As Vern explored his ambivalence, it became clear that he had dire misgivings about what would happen if he ever took a strong stand that challenged Gloria’s position on virtually any matter. One big reason for this, it turned out, was that he had no idea of how to repair a relationship rupture since he was so inexperienced with them. He imagined, instead, that it would spread like a wildfire until the marriage had been destroyed. In the safety of the therapy office, he was able to tell Gloria clearly and firmly that he felt she was being much too strict with their adolescent daughter. This triggered Gloria into a strong defensive reaction. She was proud of her parenting skills and thought her husband appreciated and fully supported them. Hearing that he didn’t shocked her and flooded her with feelings that brought her onto what we have been calling the “low road.” She was deeply hurt, felt betrayed that Vern had given her no clue, and was soon ruminating about all the other areas where he might be secretly judging her. She also let him know, with escalating volume, how absurdly wrong he was in the beliefs about child-rearing he was expressing.

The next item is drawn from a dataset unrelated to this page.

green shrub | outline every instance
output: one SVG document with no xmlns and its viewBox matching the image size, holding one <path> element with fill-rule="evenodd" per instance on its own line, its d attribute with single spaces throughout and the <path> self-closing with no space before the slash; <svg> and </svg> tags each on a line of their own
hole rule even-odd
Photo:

It suddenly seemed as if Vern’s fears had been well taken and that if they ever got through this therapy-induced mess, he should keep his opinions to himself forever after. Gloria was completely unaware that she was fulfilling Vern’s catastrophic expectations about doing exactly what she was asking him to do. I (David) was, at that moment, reflecting on the dubious wisdom of having chosen a profession that messes with a family’

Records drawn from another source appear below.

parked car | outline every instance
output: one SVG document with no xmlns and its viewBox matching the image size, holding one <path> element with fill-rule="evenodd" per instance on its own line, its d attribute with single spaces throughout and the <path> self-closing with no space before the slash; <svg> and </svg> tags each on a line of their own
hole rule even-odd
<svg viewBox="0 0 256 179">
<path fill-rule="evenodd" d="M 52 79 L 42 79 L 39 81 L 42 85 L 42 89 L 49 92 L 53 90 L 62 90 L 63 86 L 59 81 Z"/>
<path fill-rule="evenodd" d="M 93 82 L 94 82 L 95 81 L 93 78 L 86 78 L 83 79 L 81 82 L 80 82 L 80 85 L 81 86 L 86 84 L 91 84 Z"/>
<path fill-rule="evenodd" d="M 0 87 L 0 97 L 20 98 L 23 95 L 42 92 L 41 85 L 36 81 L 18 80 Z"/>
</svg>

s established adaptations. But I also knew that this was an opportunity for them to have the experience of repairing a relationship rupture. I took them through the steps of the Pact. By the end, Gloria was back on the “high road” and we were all laughing about the ironies that had just played out. Vern had had the experience that even one of the worst reactions he could imagine to his having stated a disagreement had been repaired within half an hour.
During the week following the session, they had numerous deep and creative discussions about discipline for their kids and were feeling closer to one another than they had for a long time. In the next session, with Vern now having a sense that ruptures could be repaired instead of being something to be avoided at all costs, additional acupuncture point tapping dissolved his knee-jerk discomfort about stating a disagreement to Gloria. Being able to tolerate ruptures and repair them were essential skills in Vern’s ability to take a next step in the evolution of his marriage.

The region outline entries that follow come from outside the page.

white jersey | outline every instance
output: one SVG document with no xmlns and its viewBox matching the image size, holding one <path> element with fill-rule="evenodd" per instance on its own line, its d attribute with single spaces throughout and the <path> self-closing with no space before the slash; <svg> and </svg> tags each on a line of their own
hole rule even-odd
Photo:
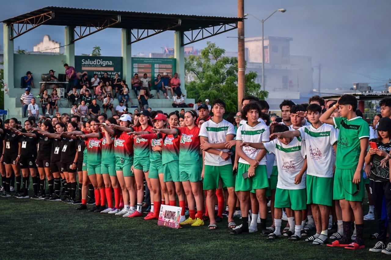
<svg viewBox="0 0 391 260">
<path fill-rule="evenodd" d="M 316 129 L 304 126 L 298 129 L 305 141 L 307 155 L 307 174 L 317 177 L 333 177 L 333 145 L 338 140 L 337 131 L 323 124 Z"/>
<path fill-rule="evenodd" d="M 246 122 L 244 125 L 239 126 L 236 134 L 236 140 L 250 142 L 269 142 L 270 132 L 269 127 L 265 124 L 259 123 L 256 125 L 250 126 Z M 240 149 L 240 148 L 239 148 Z M 244 153 L 251 159 L 255 159 L 260 151 L 259 149 L 250 146 L 242 148 Z M 239 158 L 239 162 L 249 164 L 247 161 L 242 157 Z M 260 165 L 266 165 L 266 158 L 264 157 L 259 162 Z"/>
<path fill-rule="evenodd" d="M 304 164 L 305 158 L 304 142 L 300 137 L 294 137 L 287 145 L 278 139 L 264 144 L 265 148 L 276 155 L 278 169 L 277 187 L 285 190 L 298 190 L 305 188 L 305 173 L 301 182 L 296 185 L 294 178 Z"/>
<path fill-rule="evenodd" d="M 227 135 L 235 135 L 235 130 L 233 125 L 228 121 L 223 119 L 218 124 L 209 120 L 201 126 L 199 136 L 208 138 L 208 142 L 212 144 L 218 144 L 226 142 L 226 136 Z M 228 152 L 229 149 L 218 149 L 223 152 Z M 231 164 L 231 157 L 225 160 L 218 154 L 212 154 L 207 151 L 205 153 L 204 162 L 205 165 L 221 166 Z"/>
</svg>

The three skill sets discussed in this section—self-soothing, emotional self-management, and being able to repair ruptures within an intimate partnership—are laid down in our family of origin and early interactions with our caregivers. But they are skills that we can continue to develop and refine throughout our lives. Particularly in the crucible of our intimate partnerships, we discover the shortcomings of the strategies we have brought forth from childhood. The cases described here illustrate breakdowns in these three core relationship skill sets. Each was quite challenging—but not particularly unusual. We hope this discussion has provided a context for recognizing your own strengths with these skills as well as for assessing areas where they may need attention, along with instructive models. Healthier attachment in your most intimate relationships is a reward well worth striving toward.